Re: Introduce XID age and inactive timeout based replication slot invalidation

From: Nathan Bossart <nathandbossart(at)gmail(dot)com>
To: Amit Kapila <amit(dot)kapila16(at)gmail(dot)com>
Cc: "Zhijie Hou (Fujitsu)" <houzj(dot)fnst(at)fujitsu(dot)com>, Álvaro Herrera <alvherre(at)alvh(dot)no-ip(dot)org>, Nisha Moond <nisha(dot)moond412(at)gmail(dot)com>, Peter Smith <smithpb2250(at)gmail(dot)com>, vignesh C <vignesh21(at)gmail(dot)com>, Shlok Kyal <shlok(dot)kyal(dot)oss(at)gmail(dot)com>, "Hayato Kuroda (Fujitsu)" <kuroda(dot)hayato(at)fujitsu(dot)com>, shveta malik <shveta(dot)malik(at)gmail(dot)com>, Bharath Rupireddy <bharath(dot)rupireddyforpostgres(at)gmail(dot)com>, Ajin Cherian <itsajin(at)gmail(dot)com>, Bertrand Drouvot <bertranddrouvot(dot)pg(at)gmail(dot)com>, Masahiko Sawada <sawada(dot)mshk(at)gmail(dot)com>, PostgreSQL Hackers <pgsql-hackers(at)lists(dot)postgresql(dot)org>
Subject: Re: Introduce XID age and inactive timeout based replication slot invalidation
Date: 2025-02-17 16:48:49
Message-ID: Z7NocSKY8FHa8zhT@nathan
Views: Raw Message | Whole Thread | Download mbox | Resend email
Thread:
Lists: pgsql-hackers

On Mon, Feb 17, 2025 at 07:57:22AM +0530, Amit Kapila wrote:
> On Wed, Feb 12, 2025 at 1:16 PM Zhijie Hou (Fujitsu)
> <houzj(dot)fnst(at)fujitsu(dot)com> wrote:
>> On Wednesday, February 12, 2025 11:56 AM Amit Kapila <amit(dot)kapila16(at)gmail(dot)com> wrote:
>> > Also, we previously didn't have a good experience with XID-based threshold
>> > parameters like vacuum_defer_cleanup_age as mentioned by Robert (1).
>> > AFAICU from the previous discussion we need a time-based parameter and we
>> > didn't rule out xid_age based parameter as another parameter.

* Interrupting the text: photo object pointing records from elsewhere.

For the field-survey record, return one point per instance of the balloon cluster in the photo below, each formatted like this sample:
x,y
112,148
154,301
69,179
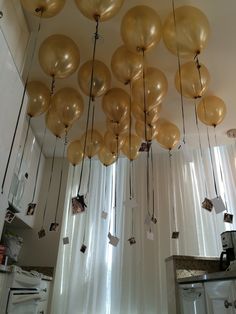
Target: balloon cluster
x,y
185,33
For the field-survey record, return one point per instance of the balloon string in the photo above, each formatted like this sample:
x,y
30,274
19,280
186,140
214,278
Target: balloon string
x,y
200,146
221,171
61,176
172,191
24,145
144,98
148,203
212,165
50,181
21,107
153,190
96,37
115,201
130,126
38,165
71,193
180,75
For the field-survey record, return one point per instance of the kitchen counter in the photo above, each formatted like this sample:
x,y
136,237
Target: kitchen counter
x,y
223,275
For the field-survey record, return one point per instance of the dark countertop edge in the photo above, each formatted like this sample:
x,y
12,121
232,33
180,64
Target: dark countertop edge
x,y
224,275
192,258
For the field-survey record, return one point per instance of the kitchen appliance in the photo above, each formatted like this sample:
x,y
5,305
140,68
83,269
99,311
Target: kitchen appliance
x,y
22,293
228,239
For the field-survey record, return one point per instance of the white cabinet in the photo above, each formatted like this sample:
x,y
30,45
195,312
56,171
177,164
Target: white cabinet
x,y
11,90
221,297
192,298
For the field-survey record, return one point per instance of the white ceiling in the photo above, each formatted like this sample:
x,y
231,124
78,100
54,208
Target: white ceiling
x,y
219,57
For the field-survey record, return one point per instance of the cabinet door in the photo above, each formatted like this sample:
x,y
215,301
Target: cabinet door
x,y
220,296
11,90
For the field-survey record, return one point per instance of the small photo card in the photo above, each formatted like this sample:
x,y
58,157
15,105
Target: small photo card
x,y
132,240
150,235
131,203
228,218
104,215
9,216
148,220
54,226
41,233
175,235
154,220
114,241
83,248
78,204
65,240
207,204
218,205
31,209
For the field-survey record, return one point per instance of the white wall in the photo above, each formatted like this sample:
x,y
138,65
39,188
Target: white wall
x,y
15,30
43,252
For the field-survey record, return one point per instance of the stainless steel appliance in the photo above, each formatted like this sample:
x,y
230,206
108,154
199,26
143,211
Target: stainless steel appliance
x,y
228,239
23,293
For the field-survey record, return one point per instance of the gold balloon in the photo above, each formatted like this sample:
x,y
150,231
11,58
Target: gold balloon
x,y
151,116
126,65
168,134
106,157
131,146
113,143
115,104
75,152
59,56
211,110
39,98
94,141
44,8
141,28
101,78
146,132
194,84
54,123
191,32
99,9
156,86
118,128
69,105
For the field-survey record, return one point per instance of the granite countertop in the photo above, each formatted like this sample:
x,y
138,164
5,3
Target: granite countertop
x,y
222,275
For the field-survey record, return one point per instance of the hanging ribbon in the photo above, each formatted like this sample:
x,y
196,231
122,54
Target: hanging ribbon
x,y
49,185
153,190
21,104
200,146
180,75
221,171
212,165
22,155
38,166
61,176
172,192
96,37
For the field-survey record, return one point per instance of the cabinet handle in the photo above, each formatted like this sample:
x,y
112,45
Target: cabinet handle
x,y
227,304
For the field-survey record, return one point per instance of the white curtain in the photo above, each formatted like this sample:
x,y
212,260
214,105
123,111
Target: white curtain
x,y
130,279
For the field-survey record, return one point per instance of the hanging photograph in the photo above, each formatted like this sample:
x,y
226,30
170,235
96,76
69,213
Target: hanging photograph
x,y
9,216
31,209
228,218
78,204
207,204
41,233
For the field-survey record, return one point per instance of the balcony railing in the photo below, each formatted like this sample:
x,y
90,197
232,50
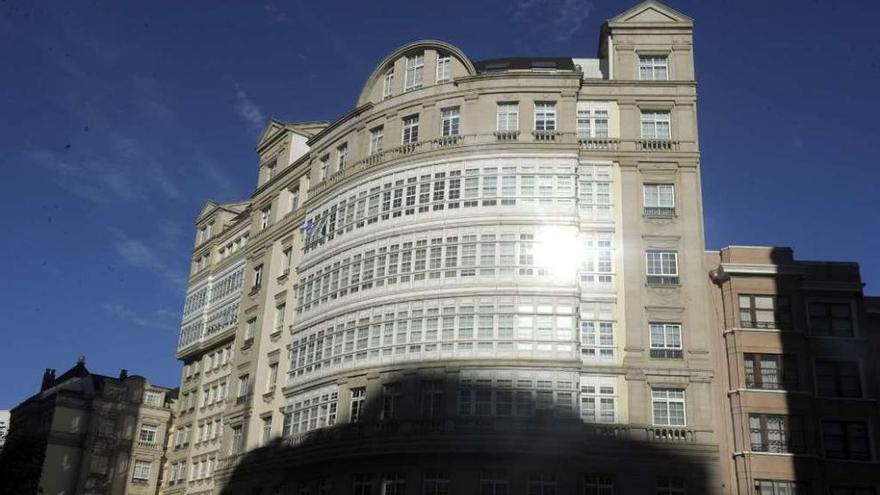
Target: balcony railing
x,y
507,135
657,145
451,426
670,434
663,280
539,136
545,135
600,144
667,353
659,212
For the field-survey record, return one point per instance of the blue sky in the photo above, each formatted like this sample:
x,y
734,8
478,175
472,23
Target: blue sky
x,y
119,119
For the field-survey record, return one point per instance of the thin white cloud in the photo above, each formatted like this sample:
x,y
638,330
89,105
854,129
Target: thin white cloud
x,y
139,255
571,17
562,18
161,318
248,110
275,14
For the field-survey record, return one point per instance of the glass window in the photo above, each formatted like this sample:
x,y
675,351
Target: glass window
x,y
436,483
391,397
759,311
410,129
662,267
659,199
776,433
377,135
362,484
846,440
656,124
668,406
831,319
449,121
147,434
358,400
592,121
141,471
415,65
770,371
508,116
779,487
545,115
265,217
494,482
341,157
597,339
388,83
393,483
598,484
444,63
665,340
670,485
542,483
598,399
838,379
852,490
653,68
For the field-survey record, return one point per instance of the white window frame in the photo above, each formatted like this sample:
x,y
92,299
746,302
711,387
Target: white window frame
x,y
244,385
545,114
507,116
141,470
409,131
388,83
324,169
653,67
265,217
152,432
415,68
603,391
661,262
377,136
258,276
450,121
664,196
592,117
444,68
653,121
667,348
664,396
293,201
356,406
591,341
668,489
341,157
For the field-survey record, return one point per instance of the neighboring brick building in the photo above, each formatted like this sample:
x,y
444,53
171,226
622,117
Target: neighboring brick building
x,y
798,346
89,434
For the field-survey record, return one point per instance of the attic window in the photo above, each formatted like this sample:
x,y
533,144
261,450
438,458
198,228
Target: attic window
x,y
543,64
271,168
497,66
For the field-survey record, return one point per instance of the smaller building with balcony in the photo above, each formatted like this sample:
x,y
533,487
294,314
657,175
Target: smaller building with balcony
x,y
800,373
91,434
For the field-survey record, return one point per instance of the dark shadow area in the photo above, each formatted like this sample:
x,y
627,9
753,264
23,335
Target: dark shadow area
x,y
551,451
800,339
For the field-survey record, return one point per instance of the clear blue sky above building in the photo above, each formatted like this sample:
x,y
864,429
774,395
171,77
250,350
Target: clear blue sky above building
x,y
119,119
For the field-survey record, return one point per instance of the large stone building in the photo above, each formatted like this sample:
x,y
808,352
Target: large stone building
x,y
490,277
89,434
797,372
491,273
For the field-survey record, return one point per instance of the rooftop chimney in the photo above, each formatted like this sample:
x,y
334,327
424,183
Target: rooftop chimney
x,y
48,379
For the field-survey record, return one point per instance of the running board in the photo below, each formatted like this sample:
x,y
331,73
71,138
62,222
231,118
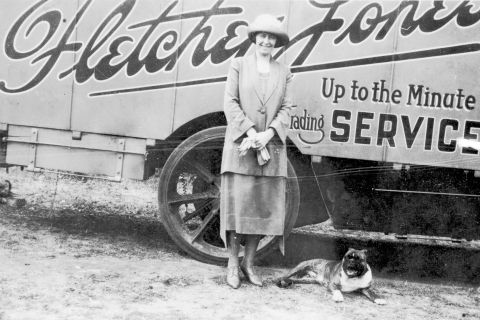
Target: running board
x,y
326,230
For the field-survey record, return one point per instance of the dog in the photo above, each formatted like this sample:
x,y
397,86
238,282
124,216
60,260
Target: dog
x,y
5,189
350,274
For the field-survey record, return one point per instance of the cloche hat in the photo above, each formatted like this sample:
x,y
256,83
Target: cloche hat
x,y
270,24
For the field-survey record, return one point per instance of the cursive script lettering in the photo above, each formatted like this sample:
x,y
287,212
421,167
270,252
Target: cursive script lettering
x,y
111,49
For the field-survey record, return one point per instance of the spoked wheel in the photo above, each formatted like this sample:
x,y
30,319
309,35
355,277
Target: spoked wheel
x,y
189,198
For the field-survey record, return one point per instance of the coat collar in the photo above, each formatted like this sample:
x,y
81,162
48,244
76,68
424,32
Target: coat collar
x,y
273,79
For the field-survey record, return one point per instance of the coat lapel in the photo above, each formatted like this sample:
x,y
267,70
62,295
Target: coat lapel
x,y
253,75
272,79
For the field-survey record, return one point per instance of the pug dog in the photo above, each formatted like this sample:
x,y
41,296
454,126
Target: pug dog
x,y
5,188
350,274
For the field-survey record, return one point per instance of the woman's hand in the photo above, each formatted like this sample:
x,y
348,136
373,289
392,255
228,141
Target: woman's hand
x,y
262,138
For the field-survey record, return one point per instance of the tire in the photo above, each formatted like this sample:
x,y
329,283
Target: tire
x,y
189,201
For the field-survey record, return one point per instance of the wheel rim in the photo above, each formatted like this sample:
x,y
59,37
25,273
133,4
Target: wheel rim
x,y
193,197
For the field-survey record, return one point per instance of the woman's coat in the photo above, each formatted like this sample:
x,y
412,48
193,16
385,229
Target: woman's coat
x,y
245,107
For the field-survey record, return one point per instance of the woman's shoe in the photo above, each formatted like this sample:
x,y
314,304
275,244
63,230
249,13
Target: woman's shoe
x,y
233,278
252,277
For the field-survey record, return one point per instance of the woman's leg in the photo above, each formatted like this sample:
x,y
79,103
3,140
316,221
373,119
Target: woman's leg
x,y
251,244
233,248
233,245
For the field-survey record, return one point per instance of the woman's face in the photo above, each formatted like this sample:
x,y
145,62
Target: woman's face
x,y
265,43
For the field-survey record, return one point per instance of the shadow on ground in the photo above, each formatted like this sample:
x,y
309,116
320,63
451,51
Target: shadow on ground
x,y
144,231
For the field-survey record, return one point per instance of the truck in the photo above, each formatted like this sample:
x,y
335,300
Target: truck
x,y
384,137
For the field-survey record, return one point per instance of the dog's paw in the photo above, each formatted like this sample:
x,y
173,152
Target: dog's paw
x,y
337,296
284,283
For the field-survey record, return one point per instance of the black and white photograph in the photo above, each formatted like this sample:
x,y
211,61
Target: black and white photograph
x,y
239,159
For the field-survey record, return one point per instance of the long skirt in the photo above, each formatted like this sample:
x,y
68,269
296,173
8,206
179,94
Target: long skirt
x,y
252,205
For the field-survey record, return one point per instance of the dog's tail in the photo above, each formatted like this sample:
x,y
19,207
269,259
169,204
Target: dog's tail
x,y
283,282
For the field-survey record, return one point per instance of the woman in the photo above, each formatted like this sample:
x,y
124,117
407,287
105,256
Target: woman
x,y
254,164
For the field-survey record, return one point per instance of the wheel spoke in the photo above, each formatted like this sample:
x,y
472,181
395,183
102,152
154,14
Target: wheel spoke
x,y
186,198
197,212
204,172
202,228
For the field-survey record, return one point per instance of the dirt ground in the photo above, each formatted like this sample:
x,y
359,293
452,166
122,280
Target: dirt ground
x,y
91,249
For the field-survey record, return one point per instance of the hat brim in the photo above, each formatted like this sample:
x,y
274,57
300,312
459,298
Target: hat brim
x,y
282,37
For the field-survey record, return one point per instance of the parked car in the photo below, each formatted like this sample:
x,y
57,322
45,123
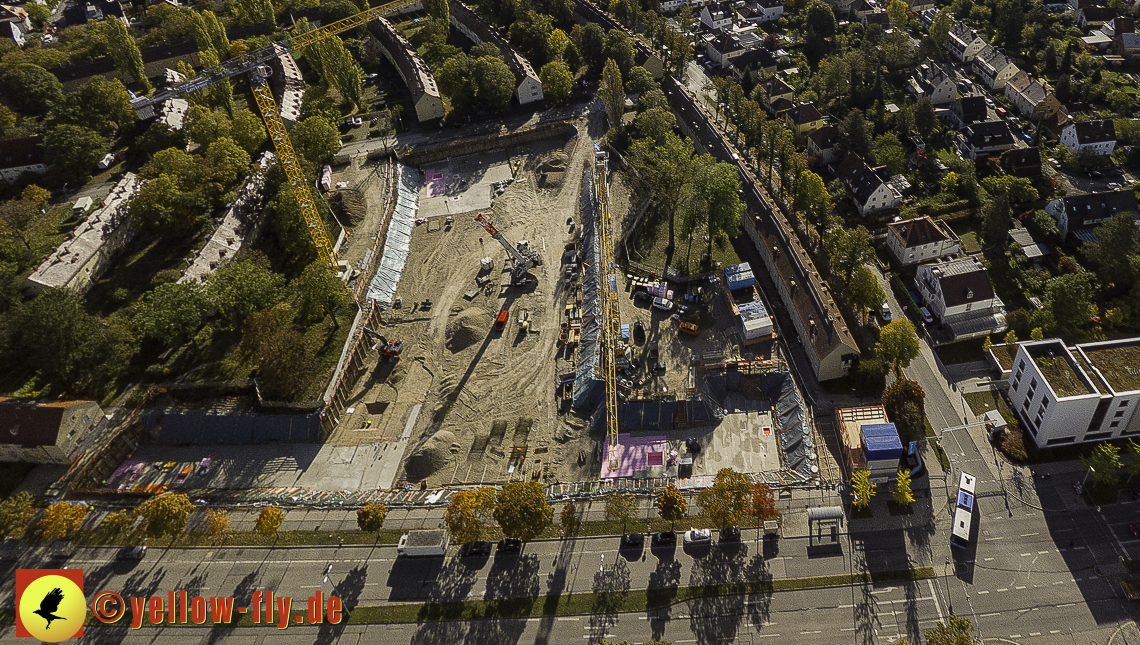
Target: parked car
x,y
698,537
510,545
730,535
472,549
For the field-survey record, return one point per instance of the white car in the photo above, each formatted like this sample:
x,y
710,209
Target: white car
x,y
698,537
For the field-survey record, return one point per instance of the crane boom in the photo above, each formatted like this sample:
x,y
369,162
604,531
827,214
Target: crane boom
x,y
145,106
611,320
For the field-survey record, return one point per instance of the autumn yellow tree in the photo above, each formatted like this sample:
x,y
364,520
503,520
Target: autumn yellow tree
x,y
62,520
469,513
269,521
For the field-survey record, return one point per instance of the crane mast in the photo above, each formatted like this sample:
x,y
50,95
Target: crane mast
x,y
254,63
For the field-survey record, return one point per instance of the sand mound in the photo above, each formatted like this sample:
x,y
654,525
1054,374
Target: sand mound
x,y
430,456
466,329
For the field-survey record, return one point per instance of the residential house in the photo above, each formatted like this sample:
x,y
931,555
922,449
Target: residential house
x,y
960,295
478,30
930,80
22,155
994,67
412,68
774,88
879,17
1023,162
804,119
1032,98
985,139
918,241
45,432
823,144
871,189
1076,394
1094,17
965,43
967,111
1096,136
717,16
1079,214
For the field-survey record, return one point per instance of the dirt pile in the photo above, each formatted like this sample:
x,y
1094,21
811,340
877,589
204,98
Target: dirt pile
x,y
349,204
430,456
467,328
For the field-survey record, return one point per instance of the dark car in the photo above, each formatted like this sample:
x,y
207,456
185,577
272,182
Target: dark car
x,y
730,535
510,545
472,549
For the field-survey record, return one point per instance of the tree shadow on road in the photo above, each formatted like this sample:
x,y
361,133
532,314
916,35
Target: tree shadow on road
x,y
661,592
611,586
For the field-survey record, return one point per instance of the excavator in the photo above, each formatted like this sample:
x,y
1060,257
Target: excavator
x,y
254,63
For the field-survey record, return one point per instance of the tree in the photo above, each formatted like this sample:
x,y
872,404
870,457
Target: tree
x,y
862,489
437,9
569,519
889,152
902,489
217,523
898,344
124,51
56,336
727,500
249,131
521,511
954,633
672,505
171,312
556,80
32,89
865,291
812,198
717,186
1104,464
371,519
996,221
467,514
1115,242
117,522
74,149
854,133
319,293
896,10
612,92
241,288
269,521
620,508
656,123
1069,300
165,514
315,139
847,251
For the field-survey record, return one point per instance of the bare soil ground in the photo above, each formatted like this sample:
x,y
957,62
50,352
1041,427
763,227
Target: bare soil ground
x,y
488,406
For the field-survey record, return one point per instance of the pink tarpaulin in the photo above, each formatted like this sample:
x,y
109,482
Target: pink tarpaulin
x,y
634,455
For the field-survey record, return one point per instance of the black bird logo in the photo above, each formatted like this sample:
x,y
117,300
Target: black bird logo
x,y
49,604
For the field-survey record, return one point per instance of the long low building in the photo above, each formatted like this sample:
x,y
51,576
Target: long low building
x,y
477,30
412,68
88,250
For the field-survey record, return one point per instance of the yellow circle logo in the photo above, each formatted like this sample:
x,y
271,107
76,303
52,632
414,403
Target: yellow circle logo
x,y
53,609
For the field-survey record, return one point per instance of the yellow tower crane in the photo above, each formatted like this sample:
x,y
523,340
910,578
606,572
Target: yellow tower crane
x,y
254,62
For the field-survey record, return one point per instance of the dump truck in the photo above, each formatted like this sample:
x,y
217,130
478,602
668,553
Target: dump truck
x,y
422,544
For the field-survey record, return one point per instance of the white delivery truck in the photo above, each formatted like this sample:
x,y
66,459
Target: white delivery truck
x,y
422,543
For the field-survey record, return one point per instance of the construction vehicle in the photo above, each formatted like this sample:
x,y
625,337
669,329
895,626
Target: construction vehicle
x,y
387,348
523,258
254,63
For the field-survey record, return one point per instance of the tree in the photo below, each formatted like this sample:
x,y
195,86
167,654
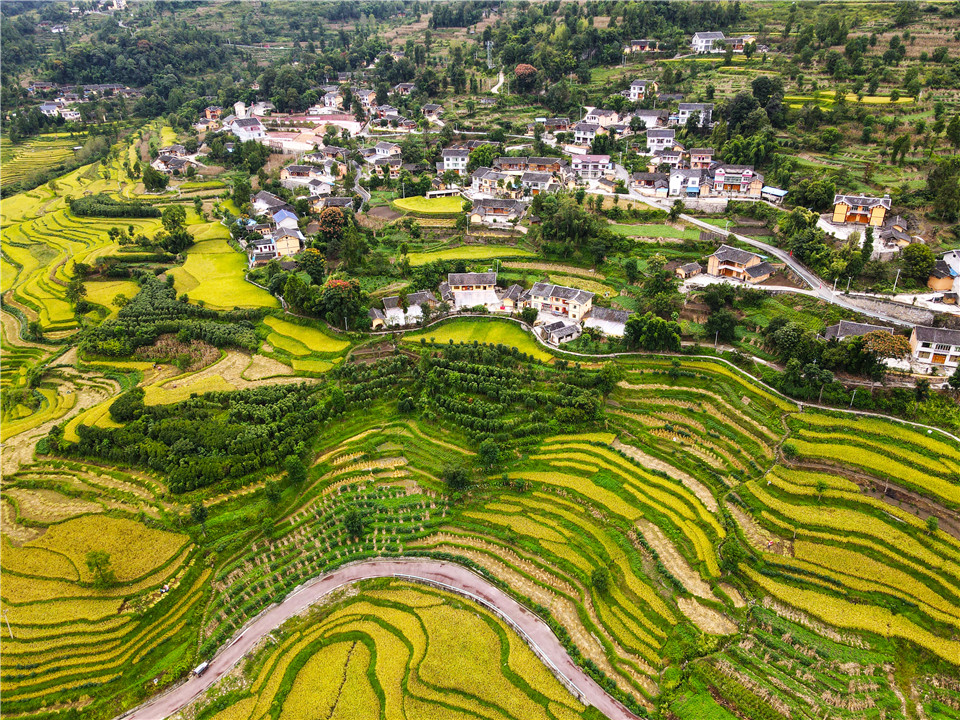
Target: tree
x,y
488,454
917,261
295,469
456,478
99,565
354,522
886,345
199,513
331,223
154,180
722,324
312,262
173,218
241,191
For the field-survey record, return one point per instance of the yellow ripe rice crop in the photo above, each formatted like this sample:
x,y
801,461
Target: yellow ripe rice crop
x,y
37,562
313,339
134,549
841,613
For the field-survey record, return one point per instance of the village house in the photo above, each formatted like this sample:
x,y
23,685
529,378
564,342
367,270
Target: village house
x,y
649,183
432,111
860,209
739,264
560,300
844,329
701,158
455,160
591,167
601,117
707,42
584,132
660,139
537,183
511,299
935,346
638,89
394,313
685,182
685,110
688,270
489,181
468,290
248,129
609,321
496,212
560,331
735,180
641,46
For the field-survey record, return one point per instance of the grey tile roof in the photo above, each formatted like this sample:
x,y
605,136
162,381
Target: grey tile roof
x,y
938,336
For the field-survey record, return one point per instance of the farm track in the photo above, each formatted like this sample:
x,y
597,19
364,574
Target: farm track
x,y
431,572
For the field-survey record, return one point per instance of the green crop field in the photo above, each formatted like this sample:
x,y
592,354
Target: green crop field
x,y
469,252
482,331
402,651
430,206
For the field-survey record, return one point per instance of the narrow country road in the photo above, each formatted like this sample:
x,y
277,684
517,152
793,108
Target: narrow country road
x,y
822,289
448,575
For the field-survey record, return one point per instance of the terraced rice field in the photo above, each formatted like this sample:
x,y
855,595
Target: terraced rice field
x,y
495,332
469,252
214,273
402,651
71,639
37,154
430,206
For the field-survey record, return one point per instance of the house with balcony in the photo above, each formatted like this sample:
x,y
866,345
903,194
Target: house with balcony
x,y
738,264
860,209
660,139
585,132
456,160
560,300
705,111
701,158
735,180
591,167
935,346
707,42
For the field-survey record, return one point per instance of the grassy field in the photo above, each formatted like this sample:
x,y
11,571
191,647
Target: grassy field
x,y
402,651
469,252
430,206
482,331
214,273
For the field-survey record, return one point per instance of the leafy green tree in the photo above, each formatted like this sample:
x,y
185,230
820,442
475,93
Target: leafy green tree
x,y
100,566
917,261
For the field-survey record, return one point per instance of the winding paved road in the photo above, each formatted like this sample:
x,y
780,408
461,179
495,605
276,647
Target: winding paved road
x,y
447,575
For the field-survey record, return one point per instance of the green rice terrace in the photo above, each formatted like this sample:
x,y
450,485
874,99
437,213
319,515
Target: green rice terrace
x,y
185,458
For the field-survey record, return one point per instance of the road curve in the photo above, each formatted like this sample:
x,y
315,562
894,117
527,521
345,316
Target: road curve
x,y
448,575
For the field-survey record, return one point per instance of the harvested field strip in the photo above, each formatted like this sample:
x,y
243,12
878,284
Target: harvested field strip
x,y
841,613
882,465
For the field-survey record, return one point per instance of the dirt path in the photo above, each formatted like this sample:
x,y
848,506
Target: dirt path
x,y
449,576
674,562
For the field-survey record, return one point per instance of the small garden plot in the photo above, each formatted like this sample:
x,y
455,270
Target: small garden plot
x,y
430,206
469,252
494,332
308,338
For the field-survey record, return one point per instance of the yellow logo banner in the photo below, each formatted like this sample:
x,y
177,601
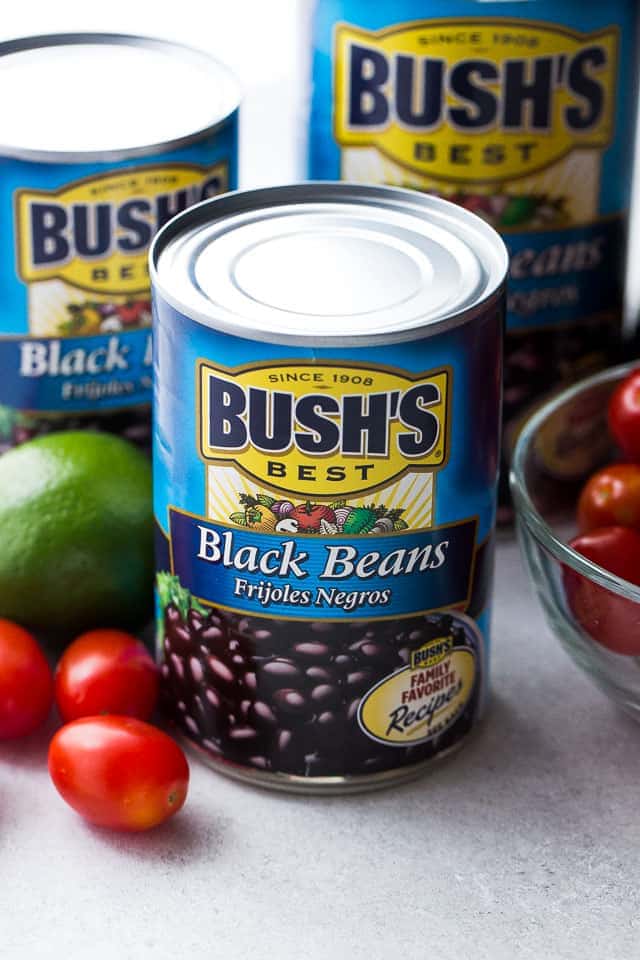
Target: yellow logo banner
x,y
482,99
321,429
95,233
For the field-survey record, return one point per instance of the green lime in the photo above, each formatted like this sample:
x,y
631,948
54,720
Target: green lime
x,y
76,533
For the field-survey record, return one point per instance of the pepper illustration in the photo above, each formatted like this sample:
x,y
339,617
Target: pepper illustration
x,y
310,514
363,519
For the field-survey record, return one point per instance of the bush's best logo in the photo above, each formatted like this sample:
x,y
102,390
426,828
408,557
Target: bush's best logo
x,y
323,429
95,233
474,99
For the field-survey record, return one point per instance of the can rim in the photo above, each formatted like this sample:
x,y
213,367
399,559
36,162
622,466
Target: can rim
x,y
40,41
312,192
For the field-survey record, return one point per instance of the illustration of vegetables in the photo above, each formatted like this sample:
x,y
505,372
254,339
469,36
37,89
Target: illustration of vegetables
x,y
265,514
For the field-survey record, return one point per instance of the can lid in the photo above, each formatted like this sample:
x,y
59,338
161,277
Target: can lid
x,y
70,97
329,263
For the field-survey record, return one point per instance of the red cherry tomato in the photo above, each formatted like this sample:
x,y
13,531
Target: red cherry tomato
x,y
119,772
106,671
612,620
26,684
624,416
611,497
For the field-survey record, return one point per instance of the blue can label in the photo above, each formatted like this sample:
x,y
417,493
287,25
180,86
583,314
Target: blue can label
x,y
527,122
75,335
324,543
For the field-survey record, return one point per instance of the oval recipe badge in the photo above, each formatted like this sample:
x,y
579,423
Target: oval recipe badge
x,y
423,699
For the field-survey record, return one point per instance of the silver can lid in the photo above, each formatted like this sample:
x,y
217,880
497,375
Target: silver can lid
x,y
328,264
180,95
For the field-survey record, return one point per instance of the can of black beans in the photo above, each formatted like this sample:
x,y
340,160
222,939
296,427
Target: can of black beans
x,y
103,138
327,363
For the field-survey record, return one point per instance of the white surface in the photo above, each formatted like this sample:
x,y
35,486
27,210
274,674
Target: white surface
x,y
183,92
523,846
261,42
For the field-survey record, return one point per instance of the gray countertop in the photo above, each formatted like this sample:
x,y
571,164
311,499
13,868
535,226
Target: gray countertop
x,y
522,845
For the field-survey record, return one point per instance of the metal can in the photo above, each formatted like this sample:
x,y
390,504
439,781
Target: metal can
x,y
103,138
327,372
520,111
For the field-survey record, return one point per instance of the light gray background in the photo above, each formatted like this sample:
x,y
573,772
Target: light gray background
x,y
524,846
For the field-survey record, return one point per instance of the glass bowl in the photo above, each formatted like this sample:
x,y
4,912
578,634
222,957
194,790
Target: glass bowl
x,y
562,443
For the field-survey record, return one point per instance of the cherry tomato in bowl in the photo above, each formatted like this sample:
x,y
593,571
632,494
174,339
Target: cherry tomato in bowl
x,y
624,416
119,772
611,497
26,683
106,671
610,619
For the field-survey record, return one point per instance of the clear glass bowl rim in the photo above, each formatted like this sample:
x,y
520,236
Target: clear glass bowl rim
x,y
527,512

I am not sure I buy the comparison with vacuum_defer_cleanup_age. That is
a very different feature than max_slot_xid_age, and we still have a number
of XID-based parameters (vacuum_freeze_table_age, vacuum_freeze_min_age,
vacuum_failsafe_age, the multixact versions of those parameters, and the
autovacuum versions).

>> Yeah, I think the primary purpose of this time-based option is to invalidate dormant
>> replication slots that have been inactive for a long period, in which case the
>> slots are no longer useful.
>>
>> Such slots can remain if a subscriber is down due to a system error or
>> inaccessible because of network issues. If this situation persists, it might be
>> more practical to recreate the subscriber rather than attempt to recover the
>> node and wait for it to catch up, which could be time-consuming.
>>
>> Parameters like max_slot_wal_keep_size and max_slot_xid_id_age do not
>> differentiate between active and inactive replication slots. Some customers I
>> met are hesitant about using these settings, as they can sometimes invalidate
>> a slot unnecessarily and break the replication.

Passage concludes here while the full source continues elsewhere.